Достоевский вспоминается не случайно: все содержание русской литературы сводится к его мотивам, все ее самые значимые феномены возвращаются к ним же: красота как свидетельство присутствия Бога в мире, неотвлеченности мира; судьба мироздания как боль и мука героя - и наоборот, личная трагедия как космическая катастрофа; постоянная соотнесенность временного и вечного, абстрактно-огромного и единично-малого - мушка в горячем солнечном луче как полноправная участница вселенского "пира и хора":

..............................................

"Солдатика" застиранный мундир,
гончарный жук с малиновым отливом...
На что мне, боже, этот скудный мир
со всем его движеньем кропотливым?

..................................................

Но я гляжу, со всеми здесь на "вы",
и всех зову двойными именами -
чтоб не поднять случайно головы
и не увидеть, что ты сделал с нами...

Насекомых в книге очень много, почти весь "пир и хор" из них и состоит, и люди им ровня на этом пиру - так же бессмысленно восторженны и беспомощны. Взгляд солнца на мушку всегда выражает недоразумение - откуда взялась? В творении не значится - а есть; но есть - значит, право имеет.

Сено пахнет бессмертьем.
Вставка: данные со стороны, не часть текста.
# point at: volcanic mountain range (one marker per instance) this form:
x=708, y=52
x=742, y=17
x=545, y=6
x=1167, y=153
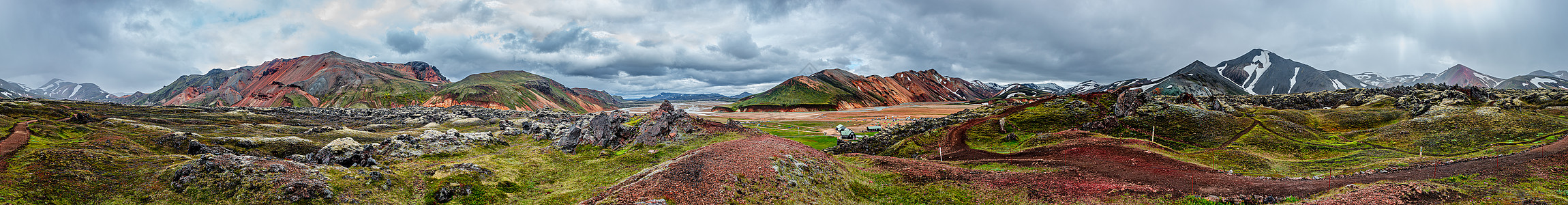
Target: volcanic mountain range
x=838, y=89
x=336, y=81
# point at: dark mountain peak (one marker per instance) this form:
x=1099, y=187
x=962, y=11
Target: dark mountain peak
x=1197, y=64
x=1460, y=68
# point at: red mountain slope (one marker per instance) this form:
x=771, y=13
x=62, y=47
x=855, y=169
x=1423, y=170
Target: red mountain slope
x=838, y=89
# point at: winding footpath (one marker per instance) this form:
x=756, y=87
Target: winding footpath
x=16, y=141
x=1112, y=158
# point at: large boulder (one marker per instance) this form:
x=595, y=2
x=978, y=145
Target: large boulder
x=344, y=152
x=252, y=176
x=433, y=142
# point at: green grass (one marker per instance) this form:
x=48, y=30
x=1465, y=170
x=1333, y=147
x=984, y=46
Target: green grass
x=819, y=142
x=809, y=92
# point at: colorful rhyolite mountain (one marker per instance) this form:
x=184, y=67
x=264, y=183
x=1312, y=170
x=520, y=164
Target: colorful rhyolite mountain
x=1460, y=74
x=336, y=81
x=838, y=89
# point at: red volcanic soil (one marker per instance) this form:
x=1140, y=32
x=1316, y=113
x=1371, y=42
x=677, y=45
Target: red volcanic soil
x=1065, y=185
x=704, y=176
x=307, y=76
x=16, y=141
x=1114, y=158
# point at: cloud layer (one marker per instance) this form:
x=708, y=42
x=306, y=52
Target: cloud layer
x=639, y=48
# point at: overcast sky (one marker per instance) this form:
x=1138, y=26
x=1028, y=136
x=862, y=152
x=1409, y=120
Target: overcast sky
x=639, y=48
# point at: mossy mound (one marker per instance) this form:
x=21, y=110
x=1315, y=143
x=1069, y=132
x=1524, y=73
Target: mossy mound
x=1462, y=131
x=1188, y=126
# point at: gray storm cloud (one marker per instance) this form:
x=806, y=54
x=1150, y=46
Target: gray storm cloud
x=405, y=42
x=699, y=46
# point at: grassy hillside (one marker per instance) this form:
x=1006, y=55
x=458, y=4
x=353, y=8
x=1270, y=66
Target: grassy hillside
x=515, y=90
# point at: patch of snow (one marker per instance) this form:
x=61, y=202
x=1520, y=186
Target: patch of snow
x=1542, y=81
x=1293, y=76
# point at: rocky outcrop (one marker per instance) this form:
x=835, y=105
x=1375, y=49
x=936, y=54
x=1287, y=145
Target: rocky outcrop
x=838, y=89
x=664, y=124
x=605, y=130
x=430, y=142
x=187, y=144
x=229, y=176
x=342, y=152
x=1096, y=87
x=518, y=90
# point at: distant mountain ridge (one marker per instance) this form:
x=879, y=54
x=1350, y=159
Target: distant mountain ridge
x=59, y=89
x=684, y=96
x=838, y=90
x=336, y=81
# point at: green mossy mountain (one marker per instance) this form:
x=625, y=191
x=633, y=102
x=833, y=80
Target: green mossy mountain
x=336, y=81
x=838, y=90
x=519, y=90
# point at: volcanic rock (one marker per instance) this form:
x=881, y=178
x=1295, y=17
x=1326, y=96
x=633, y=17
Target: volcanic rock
x=519, y=90
x=228, y=174
x=344, y=152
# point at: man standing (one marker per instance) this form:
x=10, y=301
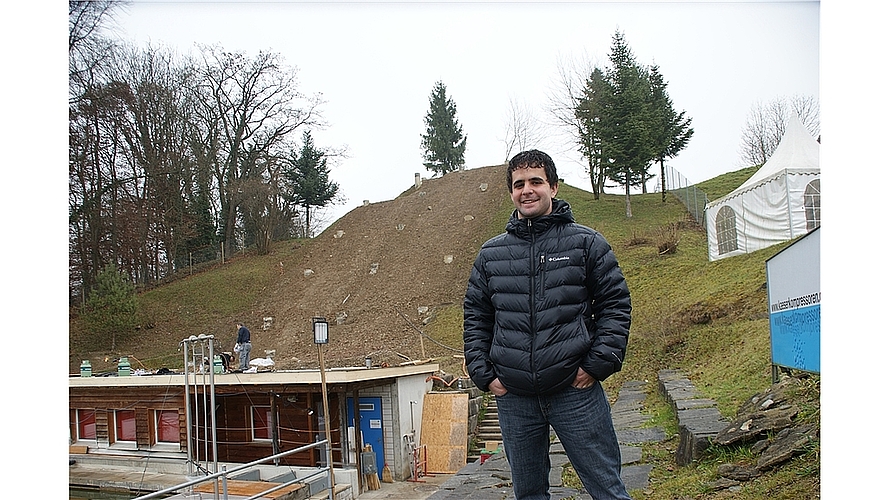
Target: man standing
x=546, y=319
x=243, y=346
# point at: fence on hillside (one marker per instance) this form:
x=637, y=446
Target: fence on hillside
x=693, y=198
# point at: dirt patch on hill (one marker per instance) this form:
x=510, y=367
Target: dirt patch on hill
x=382, y=270
x=378, y=275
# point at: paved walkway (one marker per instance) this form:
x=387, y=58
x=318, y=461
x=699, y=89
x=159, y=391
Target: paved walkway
x=492, y=480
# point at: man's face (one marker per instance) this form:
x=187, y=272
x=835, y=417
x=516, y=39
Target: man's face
x=531, y=193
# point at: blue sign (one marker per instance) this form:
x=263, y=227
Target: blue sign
x=793, y=277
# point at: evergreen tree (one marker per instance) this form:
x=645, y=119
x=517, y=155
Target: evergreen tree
x=307, y=174
x=627, y=129
x=444, y=144
x=590, y=115
x=670, y=131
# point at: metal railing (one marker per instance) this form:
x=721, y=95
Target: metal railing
x=223, y=474
x=693, y=198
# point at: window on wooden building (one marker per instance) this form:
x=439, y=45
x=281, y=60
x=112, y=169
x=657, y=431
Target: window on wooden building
x=167, y=426
x=86, y=424
x=125, y=425
x=261, y=417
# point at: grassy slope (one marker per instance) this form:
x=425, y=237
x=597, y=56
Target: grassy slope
x=709, y=319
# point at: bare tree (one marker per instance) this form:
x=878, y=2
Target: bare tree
x=766, y=124
x=522, y=128
x=246, y=105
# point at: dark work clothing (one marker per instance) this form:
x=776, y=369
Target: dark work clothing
x=243, y=335
x=543, y=299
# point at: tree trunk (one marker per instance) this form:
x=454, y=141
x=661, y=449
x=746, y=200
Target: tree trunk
x=627, y=191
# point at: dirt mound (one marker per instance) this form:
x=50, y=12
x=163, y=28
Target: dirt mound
x=380, y=271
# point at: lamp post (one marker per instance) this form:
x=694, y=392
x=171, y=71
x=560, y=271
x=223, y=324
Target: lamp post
x=320, y=332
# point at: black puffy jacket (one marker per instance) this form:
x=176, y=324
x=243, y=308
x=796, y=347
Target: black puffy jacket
x=543, y=298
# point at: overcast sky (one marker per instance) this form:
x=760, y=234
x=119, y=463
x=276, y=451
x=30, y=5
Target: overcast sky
x=376, y=64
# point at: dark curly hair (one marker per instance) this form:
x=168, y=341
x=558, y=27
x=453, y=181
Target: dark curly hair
x=532, y=159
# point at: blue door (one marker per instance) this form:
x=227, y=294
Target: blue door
x=370, y=413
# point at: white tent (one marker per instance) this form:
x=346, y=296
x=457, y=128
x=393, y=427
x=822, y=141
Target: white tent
x=781, y=201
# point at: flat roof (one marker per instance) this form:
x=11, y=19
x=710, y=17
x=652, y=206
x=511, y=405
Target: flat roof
x=299, y=377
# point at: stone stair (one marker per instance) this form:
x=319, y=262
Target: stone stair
x=488, y=432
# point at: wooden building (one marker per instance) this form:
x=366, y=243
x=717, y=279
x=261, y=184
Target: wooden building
x=257, y=415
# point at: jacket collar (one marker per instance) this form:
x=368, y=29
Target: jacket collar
x=561, y=214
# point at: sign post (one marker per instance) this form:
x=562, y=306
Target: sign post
x=320, y=332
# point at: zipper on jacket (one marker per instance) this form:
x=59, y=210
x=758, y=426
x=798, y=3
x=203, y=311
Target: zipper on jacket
x=532, y=303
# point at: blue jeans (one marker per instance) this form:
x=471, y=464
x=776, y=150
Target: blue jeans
x=582, y=420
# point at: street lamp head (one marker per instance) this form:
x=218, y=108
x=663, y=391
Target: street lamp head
x=319, y=328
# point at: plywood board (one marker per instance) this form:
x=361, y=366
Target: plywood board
x=444, y=431
x=251, y=488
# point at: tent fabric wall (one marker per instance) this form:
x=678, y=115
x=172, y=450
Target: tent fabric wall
x=770, y=206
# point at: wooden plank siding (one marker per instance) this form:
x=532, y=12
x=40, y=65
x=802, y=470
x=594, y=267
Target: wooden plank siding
x=298, y=416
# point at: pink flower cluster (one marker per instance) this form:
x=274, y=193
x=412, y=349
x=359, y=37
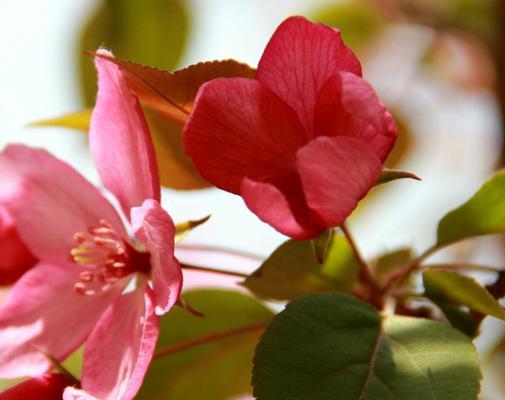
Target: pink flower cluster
x=302, y=144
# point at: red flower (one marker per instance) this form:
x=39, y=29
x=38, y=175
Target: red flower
x=303, y=142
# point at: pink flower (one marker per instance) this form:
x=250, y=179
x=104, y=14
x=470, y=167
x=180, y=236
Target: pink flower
x=49, y=386
x=88, y=255
x=303, y=142
x=15, y=258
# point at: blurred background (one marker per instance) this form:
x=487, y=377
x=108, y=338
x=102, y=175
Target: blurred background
x=438, y=65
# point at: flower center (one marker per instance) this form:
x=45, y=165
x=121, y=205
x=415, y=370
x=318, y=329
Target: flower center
x=107, y=258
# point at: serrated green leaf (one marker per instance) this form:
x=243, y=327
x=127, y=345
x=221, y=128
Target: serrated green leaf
x=152, y=32
x=483, y=214
x=218, y=370
x=461, y=290
x=332, y=346
x=293, y=270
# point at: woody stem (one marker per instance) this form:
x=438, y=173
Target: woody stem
x=210, y=338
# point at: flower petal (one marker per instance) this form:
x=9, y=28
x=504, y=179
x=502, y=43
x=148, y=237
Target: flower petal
x=120, y=140
x=299, y=58
x=49, y=202
x=237, y=129
x=46, y=387
x=16, y=259
x=336, y=173
x=72, y=393
x=120, y=348
x=347, y=105
x=155, y=229
x=43, y=314
x=284, y=209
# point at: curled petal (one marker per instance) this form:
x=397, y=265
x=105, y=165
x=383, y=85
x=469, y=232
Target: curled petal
x=298, y=60
x=284, y=209
x=120, y=348
x=120, y=139
x=336, y=173
x=44, y=315
x=155, y=229
x=347, y=105
x=237, y=129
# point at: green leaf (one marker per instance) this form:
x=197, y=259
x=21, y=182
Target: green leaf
x=483, y=214
x=78, y=120
x=388, y=262
x=332, y=346
x=461, y=290
x=358, y=20
x=293, y=270
x=389, y=175
x=152, y=32
x=218, y=370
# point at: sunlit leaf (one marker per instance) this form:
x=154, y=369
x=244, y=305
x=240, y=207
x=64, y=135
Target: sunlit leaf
x=358, y=20
x=78, y=120
x=173, y=93
x=461, y=290
x=152, y=32
x=483, y=214
x=293, y=270
x=331, y=346
x=218, y=370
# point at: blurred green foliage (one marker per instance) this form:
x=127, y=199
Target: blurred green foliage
x=150, y=32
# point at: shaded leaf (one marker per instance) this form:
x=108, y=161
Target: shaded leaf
x=78, y=120
x=151, y=32
x=293, y=270
x=389, y=175
x=331, y=346
x=183, y=228
x=483, y=214
x=218, y=370
x=461, y=290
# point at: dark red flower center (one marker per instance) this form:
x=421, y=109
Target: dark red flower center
x=107, y=257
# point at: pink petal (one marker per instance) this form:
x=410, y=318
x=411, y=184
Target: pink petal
x=120, y=348
x=46, y=387
x=285, y=210
x=299, y=59
x=120, y=140
x=15, y=258
x=336, y=173
x=155, y=229
x=347, y=105
x=237, y=129
x=49, y=202
x=44, y=314
x=72, y=393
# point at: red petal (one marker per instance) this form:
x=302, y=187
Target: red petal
x=298, y=60
x=284, y=209
x=50, y=202
x=238, y=129
x=16, y=259
x=45, y=315
x=120, y=140
x=336, y=173
x=347, y=105
x=155, y=229
x=45, y=387
x=120, y=348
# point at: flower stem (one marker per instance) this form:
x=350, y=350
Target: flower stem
x=210, y=338
x=213, y=270
x=365, y=273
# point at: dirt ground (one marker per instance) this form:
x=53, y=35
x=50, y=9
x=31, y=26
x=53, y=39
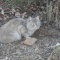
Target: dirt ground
x=47, y=36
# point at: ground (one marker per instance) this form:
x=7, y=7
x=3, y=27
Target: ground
x=39, y=51
x=46, y=36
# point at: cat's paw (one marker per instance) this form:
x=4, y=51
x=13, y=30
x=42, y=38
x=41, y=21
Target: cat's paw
x=29, y=41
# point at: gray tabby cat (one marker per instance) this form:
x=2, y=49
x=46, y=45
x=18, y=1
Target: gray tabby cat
x=18, y=27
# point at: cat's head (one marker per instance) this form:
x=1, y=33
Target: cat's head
x=33, y=23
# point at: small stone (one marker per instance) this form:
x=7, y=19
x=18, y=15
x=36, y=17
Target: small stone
x=29, y=41
x=17, y=14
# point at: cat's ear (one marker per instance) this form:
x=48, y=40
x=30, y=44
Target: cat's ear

Сломался аттический зной.
Золоченое лето смежает ресницы
и следит через них за скольжением вши водяной,
что вписалась в творенье с его не прочтенной страницы

..........................................................................

Много в книге и птиц - но птицы трагичнее, они умирают на лету. Они "несут восторженные выи / и трогают слова шершавым языком". Еще они играют в странные игры: "Падает птица в колодец двора - / Это у птицы такая игра"... А птицы-инвалиды об одном крыле "по перепадам воздуха летают". Много вообще крылатых существ, часто неопознанных, с признаками трансценденции - вестники, письмоноши, почтовые голуби сфер, письмо в которые может, наверно, дойти - но только порванным на мелкие клочки...

Господу богу прошение
от не верующего в него...
Не прошение - голошение.
Больше нет у меня ничего.

Господу богу рыдание
от не верующего в него...
Не рыдание - припадание.
Больше нет у меня ничего.

Господи, грозною силою
всепрощения твоего
исцели, исцели мою милую!
Больше нет у меня ничего.

Больше десяти лет длился этот упорный разговор с молчащим. За это время голос поэта стал глуше, а молчаливых собеседников, кроме жены и Бога, у него прибавилось: "Мне хорошо со старым Бахом", "Мой бедный Моцарт, смерти одоленье"... С кем на самом деле он теперь водит компанию, поэт начал понимать вот с этого стихотворения из четвертой, кульминационной части, в которой 55 стихотворений:

Мой мир почти затих: он перестал звучать.
Я бабочку беру - ее крыла трепещут.
Но ветхий этот шелк, бухарская печать,
не плещет и молчит, как брошенные вещи.

Беззвучен маховик вращающихся дней.
У слова нет начал, нуждающихся в звуке.
Я глохну, и слова смещением теней
толпятся надо мной, заламывая руки.

Я времени не брат и миру не родня,
и мог бы обойтись без баса и фальцета.
Но если ты решишь и вызовешь меня,
а я забормочусь и не расслышу это?

И не случайно самые последние слова в книге - эти:

...Вы еще обо мне загрустите.
Вы еще перечтете меня.

Еще как перечтем. Особенно если повезет обзавестись этой книгой. Тираж у нее - всего 800 экземпляров. В твердой обложке. С продуманным дизайном. На хорошей бумаге.